…Позвали, значит, к императрице Журилу.
Была там Журина, которая опять не решилась подойти при всех к сыну, выразить материнские чувства, были придворные дамы, которые, казалось, полностью превратились в глаза и уши, впитывали каждое словечко, каждый взгляд, малейшее движение, все старались уловить хотя бы какой-нибудь намек на нечто греховное, что было, ну, ясно же, было между императрицей и этим молодым, на диво красивым чужаком – недаром ведь от одного только взгляда на него Адельгейда поранила себе руку.
Ничего не поняли, ничего не заметили, ничего не уловили.
Расстояние, холод, торжественность.
Императрица восседала на высоком стуле, который должен был служить троном, придворные дамы теснились понизу на переносных ременных стульцах, Журиле стула не подали, хотя послу такого большого властителя, каков киевский князь, оказывали честь, разрешая сидеть и перед самим императором.
Перед императором, но не перед императрицей. Перед столь сановной женщиной должно стоять всем мужчинам.

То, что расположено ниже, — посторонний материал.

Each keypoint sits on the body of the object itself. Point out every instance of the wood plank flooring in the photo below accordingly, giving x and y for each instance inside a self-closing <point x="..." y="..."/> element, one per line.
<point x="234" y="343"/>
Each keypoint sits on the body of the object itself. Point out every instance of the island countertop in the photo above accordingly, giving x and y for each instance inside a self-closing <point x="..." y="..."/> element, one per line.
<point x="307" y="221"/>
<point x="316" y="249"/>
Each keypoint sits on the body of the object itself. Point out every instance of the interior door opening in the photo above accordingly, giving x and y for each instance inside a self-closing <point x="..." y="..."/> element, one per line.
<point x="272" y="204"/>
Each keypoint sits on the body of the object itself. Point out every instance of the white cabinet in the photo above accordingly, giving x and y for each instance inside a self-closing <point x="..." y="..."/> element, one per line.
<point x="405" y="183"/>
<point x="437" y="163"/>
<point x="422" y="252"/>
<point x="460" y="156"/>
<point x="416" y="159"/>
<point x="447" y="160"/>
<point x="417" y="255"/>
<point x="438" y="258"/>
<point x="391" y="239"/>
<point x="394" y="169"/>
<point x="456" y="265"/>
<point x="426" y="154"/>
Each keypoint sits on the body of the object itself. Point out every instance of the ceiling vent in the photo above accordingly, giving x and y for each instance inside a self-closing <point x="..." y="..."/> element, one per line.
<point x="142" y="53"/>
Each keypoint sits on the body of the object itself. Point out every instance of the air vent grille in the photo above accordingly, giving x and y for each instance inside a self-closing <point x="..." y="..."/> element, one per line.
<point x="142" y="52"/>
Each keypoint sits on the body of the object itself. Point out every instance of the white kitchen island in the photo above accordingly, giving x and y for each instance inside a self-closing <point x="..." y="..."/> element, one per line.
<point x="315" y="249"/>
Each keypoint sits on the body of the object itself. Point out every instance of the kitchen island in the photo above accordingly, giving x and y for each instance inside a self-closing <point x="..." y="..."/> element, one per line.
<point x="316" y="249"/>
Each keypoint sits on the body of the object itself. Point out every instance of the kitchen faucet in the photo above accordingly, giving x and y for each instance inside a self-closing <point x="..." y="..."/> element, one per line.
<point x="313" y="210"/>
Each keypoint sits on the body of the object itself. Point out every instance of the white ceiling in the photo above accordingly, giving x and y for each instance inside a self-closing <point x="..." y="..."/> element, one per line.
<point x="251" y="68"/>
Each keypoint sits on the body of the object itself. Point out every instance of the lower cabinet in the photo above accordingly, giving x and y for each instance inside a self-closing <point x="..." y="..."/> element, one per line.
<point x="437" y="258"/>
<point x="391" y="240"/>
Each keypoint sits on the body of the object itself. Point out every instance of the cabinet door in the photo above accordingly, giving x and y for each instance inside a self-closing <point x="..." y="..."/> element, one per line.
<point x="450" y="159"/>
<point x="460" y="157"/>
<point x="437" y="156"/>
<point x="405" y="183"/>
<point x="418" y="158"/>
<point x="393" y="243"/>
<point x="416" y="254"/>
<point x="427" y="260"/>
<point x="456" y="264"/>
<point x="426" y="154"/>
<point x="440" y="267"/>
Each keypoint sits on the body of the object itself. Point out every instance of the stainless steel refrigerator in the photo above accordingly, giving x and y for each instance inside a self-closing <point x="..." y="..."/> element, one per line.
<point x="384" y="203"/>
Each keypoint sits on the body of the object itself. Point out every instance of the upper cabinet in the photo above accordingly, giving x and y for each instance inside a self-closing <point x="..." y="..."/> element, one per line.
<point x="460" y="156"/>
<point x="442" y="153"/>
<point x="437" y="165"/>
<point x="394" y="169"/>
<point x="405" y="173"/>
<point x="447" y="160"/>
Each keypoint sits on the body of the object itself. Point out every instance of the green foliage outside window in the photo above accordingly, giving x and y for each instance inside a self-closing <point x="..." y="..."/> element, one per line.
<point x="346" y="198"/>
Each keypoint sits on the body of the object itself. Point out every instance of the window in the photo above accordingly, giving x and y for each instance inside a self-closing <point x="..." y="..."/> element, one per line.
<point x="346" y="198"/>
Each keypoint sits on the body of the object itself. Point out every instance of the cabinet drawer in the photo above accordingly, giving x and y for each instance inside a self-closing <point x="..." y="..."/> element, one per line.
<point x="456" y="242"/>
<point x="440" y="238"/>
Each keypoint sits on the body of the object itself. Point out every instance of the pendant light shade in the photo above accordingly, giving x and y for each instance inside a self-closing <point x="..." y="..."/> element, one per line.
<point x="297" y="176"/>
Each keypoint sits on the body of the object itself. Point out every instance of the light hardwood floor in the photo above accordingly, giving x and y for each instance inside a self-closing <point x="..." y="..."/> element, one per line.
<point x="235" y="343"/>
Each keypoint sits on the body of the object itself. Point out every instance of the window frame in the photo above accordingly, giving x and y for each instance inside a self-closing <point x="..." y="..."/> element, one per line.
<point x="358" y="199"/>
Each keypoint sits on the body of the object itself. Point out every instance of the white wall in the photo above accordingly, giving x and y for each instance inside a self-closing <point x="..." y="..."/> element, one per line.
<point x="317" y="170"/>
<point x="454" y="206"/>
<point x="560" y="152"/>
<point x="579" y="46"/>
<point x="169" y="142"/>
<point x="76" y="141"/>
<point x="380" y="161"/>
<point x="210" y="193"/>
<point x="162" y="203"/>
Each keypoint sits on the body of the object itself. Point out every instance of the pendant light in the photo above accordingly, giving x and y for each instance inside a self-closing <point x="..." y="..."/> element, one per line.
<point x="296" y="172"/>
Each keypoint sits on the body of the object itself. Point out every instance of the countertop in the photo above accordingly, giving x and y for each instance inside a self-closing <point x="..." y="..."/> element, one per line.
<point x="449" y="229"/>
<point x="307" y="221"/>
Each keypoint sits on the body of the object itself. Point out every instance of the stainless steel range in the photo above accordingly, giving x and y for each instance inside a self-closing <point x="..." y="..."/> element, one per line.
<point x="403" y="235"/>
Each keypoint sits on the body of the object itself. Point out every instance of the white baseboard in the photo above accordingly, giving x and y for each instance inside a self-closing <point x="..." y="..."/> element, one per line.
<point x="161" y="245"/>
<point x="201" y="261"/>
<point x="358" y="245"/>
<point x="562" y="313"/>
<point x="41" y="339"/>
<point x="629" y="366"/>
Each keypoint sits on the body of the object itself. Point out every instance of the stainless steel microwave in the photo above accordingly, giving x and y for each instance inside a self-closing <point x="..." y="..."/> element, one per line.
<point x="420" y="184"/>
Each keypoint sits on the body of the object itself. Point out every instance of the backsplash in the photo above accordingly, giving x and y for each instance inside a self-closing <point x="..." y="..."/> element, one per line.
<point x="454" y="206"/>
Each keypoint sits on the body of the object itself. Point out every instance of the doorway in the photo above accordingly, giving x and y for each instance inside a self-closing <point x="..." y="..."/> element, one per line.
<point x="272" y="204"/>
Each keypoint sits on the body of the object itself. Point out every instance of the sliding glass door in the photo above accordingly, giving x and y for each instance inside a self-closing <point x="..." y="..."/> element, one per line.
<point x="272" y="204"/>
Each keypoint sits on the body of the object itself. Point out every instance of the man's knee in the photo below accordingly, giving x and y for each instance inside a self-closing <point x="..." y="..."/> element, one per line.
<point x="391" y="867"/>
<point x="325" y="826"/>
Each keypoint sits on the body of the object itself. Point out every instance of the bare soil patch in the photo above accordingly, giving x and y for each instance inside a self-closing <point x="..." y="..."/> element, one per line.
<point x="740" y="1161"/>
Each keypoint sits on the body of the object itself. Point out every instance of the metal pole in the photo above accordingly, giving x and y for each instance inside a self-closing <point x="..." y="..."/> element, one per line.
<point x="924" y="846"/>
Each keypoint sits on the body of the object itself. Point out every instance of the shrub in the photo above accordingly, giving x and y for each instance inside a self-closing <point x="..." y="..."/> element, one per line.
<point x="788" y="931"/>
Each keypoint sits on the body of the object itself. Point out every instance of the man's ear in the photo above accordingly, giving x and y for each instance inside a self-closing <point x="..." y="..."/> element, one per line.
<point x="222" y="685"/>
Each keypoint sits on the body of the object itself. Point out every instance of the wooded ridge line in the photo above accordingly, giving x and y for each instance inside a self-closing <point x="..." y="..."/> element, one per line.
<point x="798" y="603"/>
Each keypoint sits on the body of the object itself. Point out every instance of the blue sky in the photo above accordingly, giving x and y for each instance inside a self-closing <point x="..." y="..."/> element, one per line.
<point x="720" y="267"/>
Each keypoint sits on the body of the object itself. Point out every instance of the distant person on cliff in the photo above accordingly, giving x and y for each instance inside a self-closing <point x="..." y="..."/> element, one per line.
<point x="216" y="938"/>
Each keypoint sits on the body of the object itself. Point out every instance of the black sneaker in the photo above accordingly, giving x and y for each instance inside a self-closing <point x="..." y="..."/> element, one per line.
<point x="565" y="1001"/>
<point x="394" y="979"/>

Журило стоял весело, беззаботно, пожимал широкими плечами, потряхивал пышными своими кудрями. Удивлялся: ужель эта холодная, неприступная молодая женщина в золотой короне Евпраксия, Пракся, с которой он… Эх, лучше уж не вспоминать, а молчать или говорить лишь то, что хотят от него услышать.
– Что же говорить? – спрашивал почти дерзко, как и подобало избалованному женским вниманием красавцу.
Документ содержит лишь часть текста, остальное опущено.